A Federação Internacional de Futebol (Fifa) decidiu suspender a aplicação da punição automática ao atacante Folarin Balogun, permitindo que o jogador dos Estados Unidos atue nas oitavas de final da Copa do Mundo contra a Bélgica, nesta segunda, 6. A decisão foi anunciada após o atleta ser expulso na vitória por 2 a 0 sobre a Bósnia e ocorre em meio à informação de que o presidente dos EUA, Donald Trump, telefonou ao presidente da Fifa, Gianni Infantino, pedindo a revisão do caso.

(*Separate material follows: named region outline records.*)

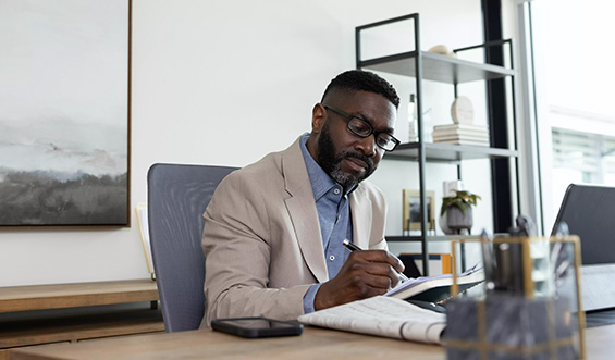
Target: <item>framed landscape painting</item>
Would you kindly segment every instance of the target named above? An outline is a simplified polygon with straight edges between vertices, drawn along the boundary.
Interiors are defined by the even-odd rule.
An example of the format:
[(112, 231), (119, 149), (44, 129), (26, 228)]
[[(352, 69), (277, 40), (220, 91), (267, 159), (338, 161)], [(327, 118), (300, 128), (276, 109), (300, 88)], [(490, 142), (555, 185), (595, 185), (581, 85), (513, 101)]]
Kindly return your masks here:
[(0, 1), (0, 226), (130, 226), (131, 5)]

Balogun, de 25 anos, marcou um dos gols da partida contra os bósnios, mas recebeu cartão vermelho após revisão do VAR por uma entrada no tornozelo de Tarik Muharemovic. O técnico norte-americano, Mauricio Pochettino, contestou a expulsão, alegando que o lance não justificava a punição máxima. Em comunicado, a Fifa informou que a suspensão de um jogo ficará em período probatório de um ano, conforme previsto no artigo 27 do Código Disciplinar. Caso o atacante cometa infração semelhante nesse período, a sanção será aplicada, além de eventual nova punição.
O presidente Donald Trump comemorou a decisão nas redes sociais, afirmando que a entidade corrigiu uma injustiça. A Federação de Futebol dos Estados Unidos também recebeu a medida de forma positiva e confirmou que Balogun estará disponível para a partida. Os jogadores da seleção norte-americana disseram ter descoberto a novidade pelas redes sociais enquanto seguiam para o treinamento, e o atacante Christian Pulisic classificou a notícia como uma excelente surpresa.
Do outro lado, a Federação Belga de Futebol afirmou ter sido surpreendida com a decisão e estuda as medidas cabíveis. A entidade argumenta que o regulamento da Copa do Mundo determina suspensão automática para jogadores expulsos por cartão vermelho direto, sustentando que a decisão da Fifa contraria as regras do torneio. Até o momento, a Fifa não comentou oficialmente as informações sobre o telefonema entre Trump e Infantino.
O episódio reacende debates sobre decisões disciplinares em grandes competições. A própria Fifa já adotou medidas semelhantes em outras ocasiões, como no caso de Cristiano Ronaldo, que teve parte de uma suspensão anterior colocada em período probatório antes da Copa. Um dos precedentes mais conhecidos ocorreu em 1962, quando Garrincha foi autorizado a disputar a final do Mundial após ter sido expulso na semifinal, contribuindo para a conquista do bicampeonato da seleção brasileira.